Every where you look this time of year, there's this catchy phrase front and center: New Year, New You. The idea that the mistakes of the past don't have to matter or should be forgotten as you strive to become a different (or better) person than you were before. You can overcome unhealthy life choices, erase bad behavior, eliminate the errors of the past year and do something wholly different. Let this year be the year you make all those changes you've been wanting to make! Shed all the issues that have been holding you down, shake off all the reservations holding you back. All you need is the resolve to become a new you! The problem, as I view it, with this idea is that it leaves you feeling like a failure when you don't live up to your own resolutions. It's an all-or-nothing approach that gives no quarter for the simple truth that you're human and fallible.

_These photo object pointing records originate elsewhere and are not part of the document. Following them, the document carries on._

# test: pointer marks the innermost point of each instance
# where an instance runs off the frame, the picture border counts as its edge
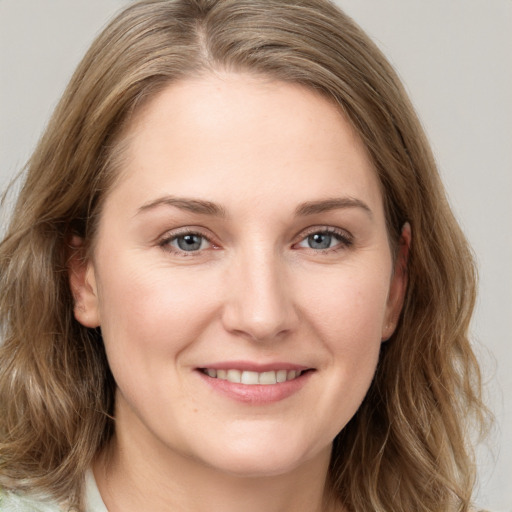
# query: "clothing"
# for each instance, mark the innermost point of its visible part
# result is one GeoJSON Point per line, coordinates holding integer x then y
{"type": "Point", "coordinates": [11, 502]}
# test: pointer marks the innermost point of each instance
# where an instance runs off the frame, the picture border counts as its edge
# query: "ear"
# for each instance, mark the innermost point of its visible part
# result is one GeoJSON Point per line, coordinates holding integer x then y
{"type": "Point", "coordinates": [82, 281]}
{"type": "Point", "coordinates": [398, 284]}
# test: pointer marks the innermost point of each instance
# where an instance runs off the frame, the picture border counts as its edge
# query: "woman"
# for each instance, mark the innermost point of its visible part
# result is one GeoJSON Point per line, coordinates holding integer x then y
{"type": "Point", "coordinates": [232, 278]}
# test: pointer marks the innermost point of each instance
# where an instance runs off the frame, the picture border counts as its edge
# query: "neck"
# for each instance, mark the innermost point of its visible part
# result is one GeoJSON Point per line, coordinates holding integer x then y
{"type": "Point", "coordinates": [133, 478]}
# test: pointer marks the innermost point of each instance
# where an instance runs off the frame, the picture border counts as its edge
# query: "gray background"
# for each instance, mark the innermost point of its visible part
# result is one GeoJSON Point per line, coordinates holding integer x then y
{"type": "Point", "coordinates": [455, 57]}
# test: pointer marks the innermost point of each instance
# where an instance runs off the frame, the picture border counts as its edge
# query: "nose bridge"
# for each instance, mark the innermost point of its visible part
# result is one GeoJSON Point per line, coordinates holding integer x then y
{"type": "Point", "coordinates": [260, 305]}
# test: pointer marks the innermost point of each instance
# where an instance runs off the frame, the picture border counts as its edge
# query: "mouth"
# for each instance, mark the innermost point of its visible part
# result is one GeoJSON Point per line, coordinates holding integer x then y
{"type": "Point", "coordinates": [266, 378]}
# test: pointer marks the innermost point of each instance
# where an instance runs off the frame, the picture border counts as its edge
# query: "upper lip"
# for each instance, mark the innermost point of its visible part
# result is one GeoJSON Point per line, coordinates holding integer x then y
{"type": "Point", "coordinates": [255, 367]}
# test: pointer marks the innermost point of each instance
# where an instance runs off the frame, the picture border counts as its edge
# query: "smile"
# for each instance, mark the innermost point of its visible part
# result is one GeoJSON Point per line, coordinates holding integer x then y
{"type": "Point", "coordinates": [251, 377]}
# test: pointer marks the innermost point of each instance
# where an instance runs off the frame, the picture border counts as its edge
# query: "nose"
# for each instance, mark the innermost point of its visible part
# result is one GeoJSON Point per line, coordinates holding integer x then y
{"type": "Point", "coordinates": [259, 304]}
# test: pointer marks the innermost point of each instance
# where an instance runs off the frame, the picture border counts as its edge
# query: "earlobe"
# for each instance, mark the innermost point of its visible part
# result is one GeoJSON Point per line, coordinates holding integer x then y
{"type": "Point", "coordinates": [82, 281]}
{"type": "Point", "coordinates": [398, 284]}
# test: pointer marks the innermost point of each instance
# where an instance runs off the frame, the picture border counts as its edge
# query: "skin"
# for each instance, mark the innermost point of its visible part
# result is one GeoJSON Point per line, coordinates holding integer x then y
{"type": "Point", "coordinates": [265, 153]}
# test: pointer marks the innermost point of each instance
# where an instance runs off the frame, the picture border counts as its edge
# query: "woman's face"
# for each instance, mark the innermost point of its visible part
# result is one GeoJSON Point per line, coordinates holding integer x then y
{"type": "Point", "coordinates": [242, 276]}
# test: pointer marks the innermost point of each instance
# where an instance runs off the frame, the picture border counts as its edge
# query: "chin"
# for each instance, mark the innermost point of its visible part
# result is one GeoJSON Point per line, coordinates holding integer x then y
{"type": "Point", "coordinates": [259, 460]}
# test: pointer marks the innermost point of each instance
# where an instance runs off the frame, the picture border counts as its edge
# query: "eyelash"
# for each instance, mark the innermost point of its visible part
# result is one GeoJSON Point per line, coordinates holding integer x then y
{"type": "Point", "coordinates": [345, 240]}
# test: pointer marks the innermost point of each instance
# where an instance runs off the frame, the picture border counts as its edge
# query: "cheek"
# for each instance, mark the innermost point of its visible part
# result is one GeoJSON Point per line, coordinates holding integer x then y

Ingrained behaviors are notoriously hard to change, and an arbitrary date on the calendar doesn't necessarily make change simpler. Often, people are pretty good with whatever for a couple of weeks, start to lose determination mid-month and begin to revert, and then by the end of January... backslide city. It seems to me that all-or-nothing rarely works. Resolutions smack up against reality and reality usually wins. I think goals make more sense, from a continuity standpoint. Goals aren't a hard and fast thing you must do. They're something to strive for - a thing to work toward. As a result, they remain in the forefront of your mind without being something you mentally shame yourself for not working toward every choice you make.
I'm making some changes (already started), but I'm NOT leaving myself behind. The person that is me is not a piece of clothing to be discarded with changing trends. I own my mistakes. I also own my successes and failures, missteps and purposeful strides. I'm not making resolutions - I'm setting goals. Instead of giving myself a list of things I must force myself to do, I am creating a set of things I would like to do and then figuring out what steps I have to take to accomplish those goals.
Happy New Year. May you find some goals to work toward, wherever you believe you need improvement. I'll be over here, working on mine.